Binary data in tables

This section contains information about how to use tables to store binary data.

General information

You sometimes need to save binary data from jobs.
The obvious solution is to write a file from each job to Cypress.
But this method has its drawbacks:

  • It creates a high load on the proxy.
  • A large number of objects appears in Cypress which makes working with them less efficient.

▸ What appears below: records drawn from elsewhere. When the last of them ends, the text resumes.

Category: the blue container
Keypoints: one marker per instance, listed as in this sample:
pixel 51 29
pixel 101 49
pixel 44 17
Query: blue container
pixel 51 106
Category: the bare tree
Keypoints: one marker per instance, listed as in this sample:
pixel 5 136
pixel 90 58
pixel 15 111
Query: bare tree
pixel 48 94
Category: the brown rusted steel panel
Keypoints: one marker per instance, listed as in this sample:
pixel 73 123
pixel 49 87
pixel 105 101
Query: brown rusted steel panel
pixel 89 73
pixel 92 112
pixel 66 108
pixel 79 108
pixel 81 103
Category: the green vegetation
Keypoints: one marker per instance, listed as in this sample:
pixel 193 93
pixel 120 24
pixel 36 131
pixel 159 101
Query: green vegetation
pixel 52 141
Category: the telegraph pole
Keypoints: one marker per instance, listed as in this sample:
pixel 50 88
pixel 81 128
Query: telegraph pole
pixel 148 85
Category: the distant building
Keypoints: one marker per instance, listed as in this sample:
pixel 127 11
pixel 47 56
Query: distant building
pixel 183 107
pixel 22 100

Therefore, it is preferable to write the binary data in a single table:

  1. The data is divided into parts and saved in separate table rows. This table must have a set of key columns that uniquely identify the file: name and path. Besides that, there must be a column responsible for the BLOB number with the data and a column responsible for the data itself. The table must be sorted by a set of key columns and by a column with the BLOB number so that point reads by the key that specifies the file name are possible.
  2. For a file, all BLOBs, except for the last one, must be the same size. The recommended size is 4 MB, and some commands, such as read_blob_table, are applied to it by default. The columns with data and the BLOB number must be named data and part_index, respectively.

Tables that meet the described conditions are BLOB tables.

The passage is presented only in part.